Given these factors, we adopted a data-driven approach. Our model's distribution is defined by data points characterizing the distribution typical for Zano. This method allows us flexibility to adjust the distribution in response to evolving blockchain usage trends, without complicating the algorithm itself.
Solution
To gather reliable data on Zano's output usage, we employed three approaches:
- Analyzing data from various real wallets to which we had access.
- Receiving anonymized data from external users.
- Directly analyzing the Zano blockchain.

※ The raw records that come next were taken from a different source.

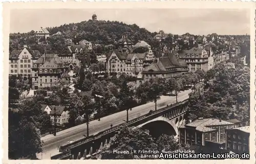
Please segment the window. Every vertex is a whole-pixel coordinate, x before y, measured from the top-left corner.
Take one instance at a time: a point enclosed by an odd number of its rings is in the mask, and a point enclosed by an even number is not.
[[[238,143],[238,150],[241,150],[241,143]]]
[[[236,150],[236,148],[237,148],[237,143],[236,142],[233,143],[233,149]]]
[[[244,151],[246,150],[246,144],[244,144]]]

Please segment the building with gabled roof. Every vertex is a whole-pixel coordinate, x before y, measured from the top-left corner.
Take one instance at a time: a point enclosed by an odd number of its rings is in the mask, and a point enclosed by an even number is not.
[[[9,75],[32,76],[33,61],[41,56],[38,50],[30,50],[24,46],[23,50],[13,51],[9,54]]]
[[[165,34],[163,31],[160,30],[159,32],[155,36],[155,38],[158,40],[159,41],[164,40],[166,37],[167,37],[167,35]]]
[[[178,78],[187,73],[187,65],[183,60],[172,53],[164,53],[162,56],[146,67],[142,72],[144,81],[152,79],[166,79]]]
[[[249,153],[250,126],[226,129],[226,150],[241,154]]]
[[[234,124],[221,119],[199,118],[179,128],[179,142],[203,146],[217,144],[223,147],[225,130],[234,127]]]
[[[208,53],[204,49],[193,48],[188,50],[174,51],[173,53],[186,61],[189,72],[208,69]]]
[[[46,29],[41,27],[38,31],[35,32],[35,37],[37,39],[44,38],[46,40],[50,36],[50,32]]]
[[[56,54],[45,53],[33,63],[32,88],[57,86],[68,66]]]

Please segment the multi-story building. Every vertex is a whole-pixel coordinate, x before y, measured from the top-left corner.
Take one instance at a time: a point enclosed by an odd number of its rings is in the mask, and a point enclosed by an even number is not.
[[[159,41],[161,41],[164,40],[167,36],[167,34],[165,34],[162,30],[160,30],[159,32],[156,36],[155,36],[155,38],[158,40]]]
[[[234,124],[220,119],[199,118],[179,128],[179,143],[203,146],[224,144],[225,130],[234,127]]]
[[[21,51],[13,51],[9,56],[9,75],[32,76],[33,61],[41,54],[37,50],[31,50],[26,46]]]
[[[226,129],[226,149],[235,153],[249,153],[250,126]]]
[[[125,42],[126,41],[123,43]],[[119,44],[121,46],[126,45],[121,44]],[[110,51],[107,55],[106,72],[109,74],[125,73],[137,76],[143,71],[145,65],[148,65],[156,59],[151,46],[146,42],[141,41],[136,45],[133,49],[126,47],[125,51],[123,51],[123,48]]]
[[[53,124],[56,123],[57,125],[62,126],[69,122],[69,111],[66,106],[52,105],[50,107],[51,109],[50,114]]]
[[[35,32],[35,37],[37,39],[44,38],[46,40],[47,38],[50,36],[50,32],[46,28],[41,27],[38,31]]]
[[[57,54],[45,54],[33,62],[32,88],[57,86],[66,72],[68,66]]]
[[[208,69],[208,54],[205,50],[193,48],[189,50],[174,51],[173,53],[186,61],[189,72]]]
[[[187,65],[184,60],[179,59],[175,55],[165,54],[158,58],[142,72],[144,81],[152,79],[168,79],[179,77],[187,73]]]

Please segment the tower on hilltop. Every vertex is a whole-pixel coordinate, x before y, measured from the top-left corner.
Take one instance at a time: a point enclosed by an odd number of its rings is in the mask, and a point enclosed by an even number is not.
[[[92,18],[93,20],[97,20],[97,15],[96,14],[93,14]]]

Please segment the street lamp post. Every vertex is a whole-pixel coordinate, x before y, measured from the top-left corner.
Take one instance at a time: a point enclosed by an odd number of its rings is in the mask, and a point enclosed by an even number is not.
[[[86,111],[86,122],[87,122],[87,137],[89,136],[89,116],[88,115],[88,112],[87,111],[87,110]]]

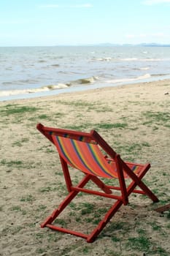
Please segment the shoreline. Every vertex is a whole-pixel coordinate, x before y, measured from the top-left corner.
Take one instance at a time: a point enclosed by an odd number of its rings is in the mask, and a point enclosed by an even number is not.
[[[2,255],[169,255],[170,213],[155,210],[170,198],[170,80],[1,102],[0,112]],[[150,162],[144,182],[160,201],[131,195],[93,244],[41,229],[67,191],[55,148],[36,130],[37,123],[96,129],[123,160]],[[76,184],[82,173],[72,170]],[[112,203],[80,195],[60,223],[88,233]]]
[[[59,88],[57,89],[53,89],[49,91],[41,91],[38,92],[34,93],[26,93],[26,94],[14,94],[14,95],[9,95],[9,96],[2,96],[0,97],[0,102],[5,102],[5,101],[12,101],[12,100],[18,100],[18,99],[34,99],[34,98],[39,98],[39,97],[50,97],[50,96],[57,96],[61,94],[67,94],[67,93],[74,93],[74,92],[79,92],[79,91],[85,91],[88,90],[93,90],[93,89],[104,89],[104,88],[112,88],[112,87],[120,87],[123,86],[129,86],[129,85],[134,85],[136,84],[141,84],[143,83],[154,83],[154,82],[158,82],[158,81],[166,81],[166,80],[170,80],[170,75],[167,76],[167,78],[158,78],[158,79],[155,79],[155,78],[148,78],[145,79],[129,79],[127,81],[120,81],[117,82],[115,83],[95,83],[88,85],[80,85],[80,86],[72,86],[70,87],[67,88]],[[47,86],[46,86],[47,87]]]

It's crucial to recognize that distribution patterns evolve with the blockchain's growth. The pattern at 100,000 blocks is different from that at two million blocks. We focused on data between blocks 1,700,000 and 2,000,000 to accurately capture current trends. This is the observed distribution of outputs for regular transactions at these heights:
We also examined staking transactions, which displayed a different distribution pattern, further validating our data-driven model choice.
Scaling
Our model needed to adapt to the blockchain's growth, maintaining relevance regardless of size. We examined how the distribution pattern shifted with changing block numbers. We found a specific function that accurately describes this transformation:
$$ y\left(x\right)=x\cdot a+\ \left(1-e^{-\frac{1}{y_{m}}\cdot x}\right)\cdot y_{m}\ \cdot\ \left(1-a\right) $$
$$ k=\frac{x_{m}}{y_{m}} $$
$$ a=\frac{e^{-k}}{k-1+e^{-k}} $$
Where \( x_{m} \) is the height at which the reference distribution is fixed, and \( y_{m} \) is the height into which the projection is made. Thus, if the projection is done in the direction of compression, then \( k > 1 \), and if in the direction of expansion, then \( k < 1 \).
This function allowed us to project our reference distribution accurately from a height of 2,000,000 blocks down to 500,000.
We tested the new algorithm using data collected at a chain length of 1,800,000 blocks, projecting it to 20,000 blocks. The results closely matched the real data we gathered, affirming the accuracy of our default distribution model.
Conclusion
Our decoy selection algorithm is designed to be adaptable, reflecting the current network usage patterns. We use a table form to approximate the pattern curve for flexibility. Future research may indicate the need for adjustments, and our approach allows us to respond swiftly to such changes. Looking ahead, we are hopeful for the development of full membership proof. This advancement could elevate CryptoNotes' privacy to an unprecedented level, potentially making the decoy selection algorithm obsolete.